L’évolution d’une œuvre
Depuis 1964, Cut Piece a été interprétée de multiples façons, notamment par Peaches et Ono elle-même six fois. Connor Monahan, son directeur depuis 2008, insiste sur le fait que chaque présentation est une nouvelle performance, influencée par le contexte spécifique de l’audience et du lieu. Yoko Ono n’avait pas envisagé une issue prédéterminée, l’œuvre devenant un commentaire sur les choix individuels et la participation du public. Les instructions restent les mêmes, mais les personnes et les circonstances ne cessent de changer.
Des racines profondes dans la vulnérabilité
MPA a découvert, lors de ses recherches, que la relation d’Ono avec l'œuvre avait évolué au fil du temps. En observant des images de la performance de 1964, elle a perçu une vulnérabilité grandissante dans les yeux de l’artiste. MPA ajoute : « Initialement, Ono a créé cette œuvre pour exprimer sa colère face à la manière dont les corps des femmes étaient traités. Cette intention a évolué vers un geste de paix. »

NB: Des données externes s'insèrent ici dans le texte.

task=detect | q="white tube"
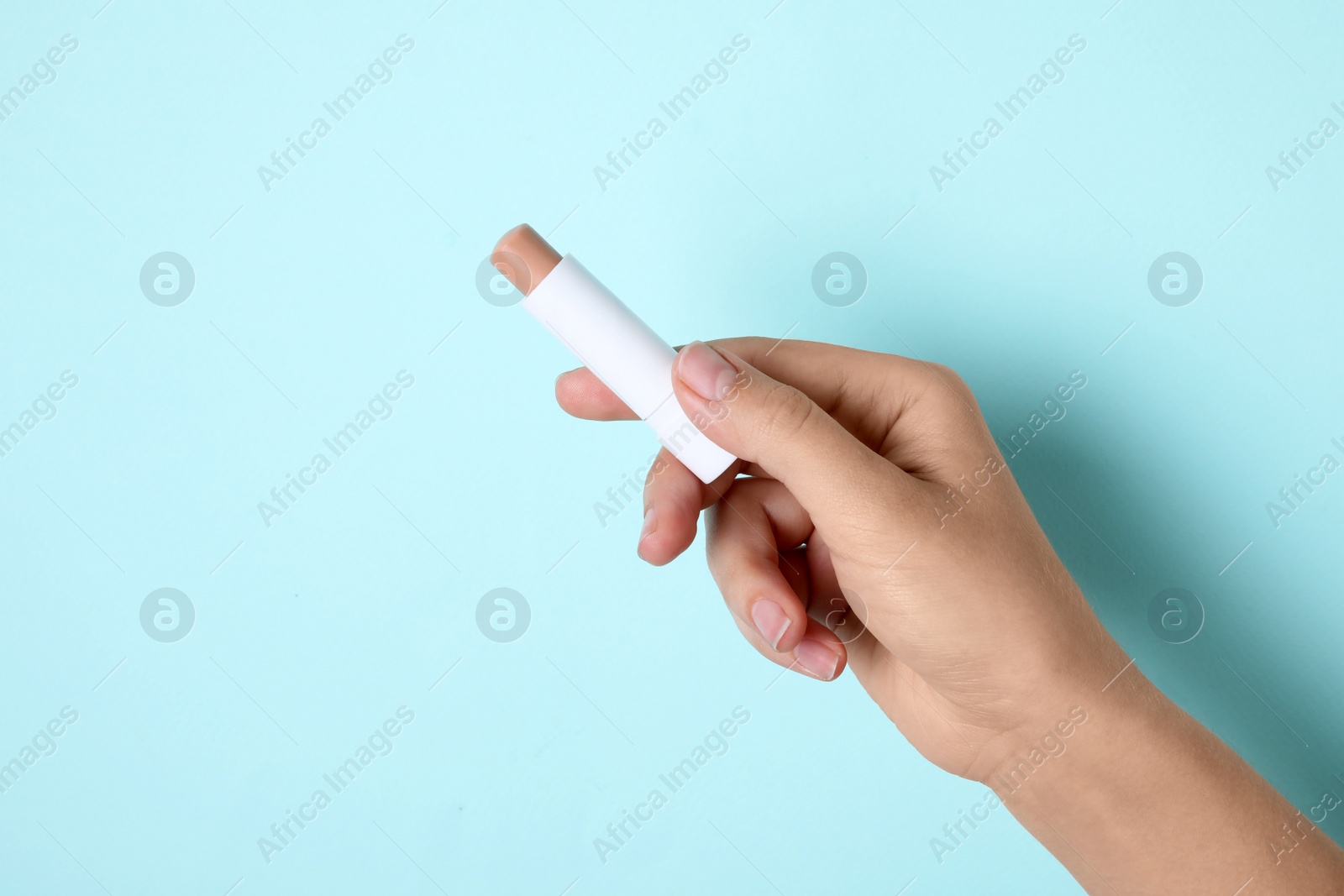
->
[522,255,737,484]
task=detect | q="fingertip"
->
[555,367,585,417]
[636,501,699,567]
[793,619,847,681]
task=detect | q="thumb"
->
[672,343,914,537]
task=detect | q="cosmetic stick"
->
[491,224,737,484]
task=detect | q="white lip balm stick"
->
[491,224,737,484]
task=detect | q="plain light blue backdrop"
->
[0,0,1344,896]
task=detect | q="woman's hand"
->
[555,338,1344,896]
[556,338,1127,779]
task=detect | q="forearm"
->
[985,666,1344,896]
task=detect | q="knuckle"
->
[757,385,817,442]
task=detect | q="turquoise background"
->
[0,0,1344,896]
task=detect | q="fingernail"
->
[793,638,840,681]
[676,343,738,401]
[636,506,659,558]
[751,599,793,652]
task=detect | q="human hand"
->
[555,338,1127,780]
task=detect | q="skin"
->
[555,338,1344,896]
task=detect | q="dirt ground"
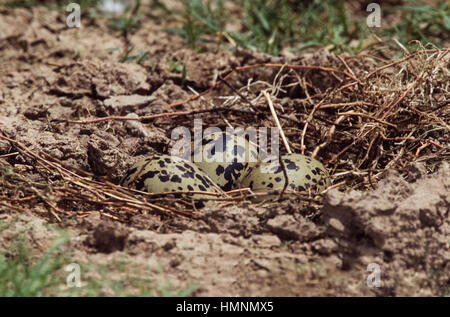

Un vestige de colère et d’amour
Avant sa dernière performance en 2003, Ono a invité le public à lui envoyer des morceaux de ses vêtements en cadeau, affirmant : « Quand j’ai d’abord interprété cette œuvre, en 1964, je l’ai faite avec une certaine colère et une certaine agitation dans mon cœur. Cette fois, je la fais avec amour pour vous, pour moi et pour le monde. »
Un hommage aux matériaux et au geste
Pour cette nouvelle interprétation, MPA a choisi de porter des créations de designers spécialisés dans les œuvres liées à la violence et aux régimes autoritaires. Victor Barragán pour samedi, Aliona Kononova pour dimanche. La préparation physique et émotionnelle est intense, avec des séances de méditation et de longues marches. Le résultat final est incertain. MPA conclut : « Je pense que l’acte même de ressentir les ciseaux froids et tranchants sur mon corps restera provocateur. Et ce que cela fera pour le public, nous devrons le découvrir. »
Au-delà des ciseaux : une présence affirmée
Si l’artiste exprime une légère inquiétude quant à la possible intervention d’un spectateur pour couper sa queue, ses appréhensions se sont considérablement atténuées, notamment grâce à la maîtrise de soi d’Ono elle-même. Elle affirme : « La puissance de cette œuvre réside dans la capacité à rester muette et à maintenir une présence imposante. Cela réaffirme pour moi, dans l’art vivant, la force de notre expression. »
MPA interprétera Cut Piece au Redcat Theater à Los Angeles les 18 et 19 juillet. Music of the Mind est présentée au The Broad jusqu’au 11 octobre.